Look son, I’m sorry to be the one to tell you this. Your MacBook—he hasn’t been feeling very well lately. It could be a bad update or maybe the way you dropped him down three flights of stairs, we may never know for sure. We’re going to have to put him to sleep.
But what kind of sleep? You may not know, but there’s more than one way to skin sleep a Mac. To explain to us the differences, Rob “I don’t sleep…I wait” Griffiths has posted this informative set of tips on the Mac OS X Hints blog.
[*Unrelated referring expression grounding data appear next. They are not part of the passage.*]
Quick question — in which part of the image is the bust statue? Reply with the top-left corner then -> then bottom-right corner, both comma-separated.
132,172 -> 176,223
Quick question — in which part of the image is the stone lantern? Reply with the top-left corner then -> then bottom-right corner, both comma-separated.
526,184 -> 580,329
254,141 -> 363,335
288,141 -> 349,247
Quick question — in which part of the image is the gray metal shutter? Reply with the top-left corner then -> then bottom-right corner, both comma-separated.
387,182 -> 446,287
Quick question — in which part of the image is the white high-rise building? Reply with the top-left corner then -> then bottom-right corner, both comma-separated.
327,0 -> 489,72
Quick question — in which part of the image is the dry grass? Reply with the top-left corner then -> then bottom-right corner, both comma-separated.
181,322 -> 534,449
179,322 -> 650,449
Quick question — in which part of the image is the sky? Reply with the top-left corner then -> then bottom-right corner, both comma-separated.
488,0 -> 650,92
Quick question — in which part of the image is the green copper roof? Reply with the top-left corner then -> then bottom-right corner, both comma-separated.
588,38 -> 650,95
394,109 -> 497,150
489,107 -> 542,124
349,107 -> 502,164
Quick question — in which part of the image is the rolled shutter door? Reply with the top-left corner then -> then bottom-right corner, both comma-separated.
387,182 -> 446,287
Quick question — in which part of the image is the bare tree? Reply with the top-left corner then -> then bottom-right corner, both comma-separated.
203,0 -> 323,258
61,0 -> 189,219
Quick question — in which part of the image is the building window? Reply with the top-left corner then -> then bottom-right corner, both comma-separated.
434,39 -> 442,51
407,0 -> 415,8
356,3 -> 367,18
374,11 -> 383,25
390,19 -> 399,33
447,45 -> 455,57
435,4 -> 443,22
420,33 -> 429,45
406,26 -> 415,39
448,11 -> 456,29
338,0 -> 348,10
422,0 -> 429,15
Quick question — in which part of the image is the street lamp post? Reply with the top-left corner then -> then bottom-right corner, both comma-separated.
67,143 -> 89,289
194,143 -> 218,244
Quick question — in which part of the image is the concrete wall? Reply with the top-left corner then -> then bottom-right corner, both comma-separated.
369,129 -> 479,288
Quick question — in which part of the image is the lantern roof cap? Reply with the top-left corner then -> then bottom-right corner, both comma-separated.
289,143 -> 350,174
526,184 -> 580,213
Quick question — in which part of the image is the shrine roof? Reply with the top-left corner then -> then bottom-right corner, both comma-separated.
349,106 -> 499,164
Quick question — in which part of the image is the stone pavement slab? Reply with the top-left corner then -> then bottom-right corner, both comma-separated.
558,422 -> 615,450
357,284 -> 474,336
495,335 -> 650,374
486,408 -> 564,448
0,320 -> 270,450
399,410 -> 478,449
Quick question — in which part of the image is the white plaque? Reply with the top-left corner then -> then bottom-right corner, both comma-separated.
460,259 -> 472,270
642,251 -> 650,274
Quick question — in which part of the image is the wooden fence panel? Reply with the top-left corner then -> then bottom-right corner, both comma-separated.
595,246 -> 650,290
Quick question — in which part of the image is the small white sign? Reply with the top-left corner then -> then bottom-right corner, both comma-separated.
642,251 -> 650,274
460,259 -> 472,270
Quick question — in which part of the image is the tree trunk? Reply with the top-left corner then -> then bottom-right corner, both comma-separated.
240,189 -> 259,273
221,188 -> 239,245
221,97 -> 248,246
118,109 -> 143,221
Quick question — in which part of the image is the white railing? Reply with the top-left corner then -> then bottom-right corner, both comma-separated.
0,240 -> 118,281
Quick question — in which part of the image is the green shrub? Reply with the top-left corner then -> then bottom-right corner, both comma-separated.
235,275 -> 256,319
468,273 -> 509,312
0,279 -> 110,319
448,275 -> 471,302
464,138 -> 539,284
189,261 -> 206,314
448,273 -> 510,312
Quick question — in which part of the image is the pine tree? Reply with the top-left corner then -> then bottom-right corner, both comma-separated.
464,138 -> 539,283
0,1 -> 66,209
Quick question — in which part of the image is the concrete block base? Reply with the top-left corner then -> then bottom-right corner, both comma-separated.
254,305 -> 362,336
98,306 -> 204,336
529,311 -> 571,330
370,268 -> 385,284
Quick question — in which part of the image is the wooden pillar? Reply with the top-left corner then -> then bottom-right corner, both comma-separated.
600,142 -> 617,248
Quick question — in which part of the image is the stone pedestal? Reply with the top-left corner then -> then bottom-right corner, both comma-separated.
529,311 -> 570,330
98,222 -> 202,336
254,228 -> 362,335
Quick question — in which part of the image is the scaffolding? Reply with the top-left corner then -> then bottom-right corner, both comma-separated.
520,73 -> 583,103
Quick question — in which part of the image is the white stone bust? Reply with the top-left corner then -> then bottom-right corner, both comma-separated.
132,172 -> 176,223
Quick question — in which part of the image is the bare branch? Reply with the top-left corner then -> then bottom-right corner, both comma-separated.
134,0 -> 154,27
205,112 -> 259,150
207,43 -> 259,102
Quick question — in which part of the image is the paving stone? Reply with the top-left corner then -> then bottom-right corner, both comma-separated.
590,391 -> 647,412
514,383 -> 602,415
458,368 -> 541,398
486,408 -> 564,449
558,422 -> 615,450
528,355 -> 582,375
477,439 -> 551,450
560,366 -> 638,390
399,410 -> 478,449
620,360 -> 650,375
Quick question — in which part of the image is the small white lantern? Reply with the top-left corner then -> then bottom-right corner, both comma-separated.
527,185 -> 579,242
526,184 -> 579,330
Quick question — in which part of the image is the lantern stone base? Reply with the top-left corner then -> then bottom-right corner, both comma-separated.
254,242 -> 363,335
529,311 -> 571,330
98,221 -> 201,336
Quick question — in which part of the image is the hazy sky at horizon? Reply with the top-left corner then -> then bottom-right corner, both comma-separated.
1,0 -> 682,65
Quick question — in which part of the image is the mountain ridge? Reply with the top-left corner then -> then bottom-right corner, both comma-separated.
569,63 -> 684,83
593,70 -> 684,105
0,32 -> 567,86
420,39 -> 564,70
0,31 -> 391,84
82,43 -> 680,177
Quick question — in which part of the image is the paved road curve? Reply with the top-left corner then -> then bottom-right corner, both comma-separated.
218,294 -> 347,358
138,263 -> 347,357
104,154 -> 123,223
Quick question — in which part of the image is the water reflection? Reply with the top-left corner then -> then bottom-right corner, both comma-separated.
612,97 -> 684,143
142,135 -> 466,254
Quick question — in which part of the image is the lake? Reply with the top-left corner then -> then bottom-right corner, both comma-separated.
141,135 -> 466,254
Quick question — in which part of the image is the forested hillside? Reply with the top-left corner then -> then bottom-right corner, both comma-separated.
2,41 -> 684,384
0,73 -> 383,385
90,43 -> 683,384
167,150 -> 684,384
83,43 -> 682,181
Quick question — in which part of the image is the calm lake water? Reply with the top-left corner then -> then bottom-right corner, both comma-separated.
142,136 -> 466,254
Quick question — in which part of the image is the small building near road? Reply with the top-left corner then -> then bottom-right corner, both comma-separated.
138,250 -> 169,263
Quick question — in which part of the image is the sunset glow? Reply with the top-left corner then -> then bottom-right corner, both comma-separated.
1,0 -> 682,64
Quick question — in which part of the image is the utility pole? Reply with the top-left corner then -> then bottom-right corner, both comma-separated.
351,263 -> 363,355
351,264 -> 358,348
Turns out that there are no less than five sleep modes for your Mac, each denoted by a number:
0 - Old style sleep mode, with RAM powered on while sleeping, safe sleep disabled, and super-fast wake.You can switch among them using the pmset command, as Rob explains in his article.
1 - Hibernation mode, with RAM contents written to disk, system totally shut down while “sleeping,” and slower wake up, due to reading the contents of RAM off the hard drive.
3 - The default mode on machines introduced since about fall 2005. RAM is powered on while sleeping, but RAM contents are also written to disk before sleeping. In the event of total power loss, the system enters hibernation mode automatically.
5 - This is the same as mode 1, but it’s for those using secure virtual memory (in System Preferences -> Security).
7 - This is the same as mode 3, but it’s for those using secure virtual memory.
I’ve had no problems with the default mode (3) on my MacBook—it works swell, and my Mac both sleeps and wakes with reasonable alacrity (somewhere, Macworld editor Dan Frakes is mocking me for using another English major word). Anyone a serious proponent of any of the other modes?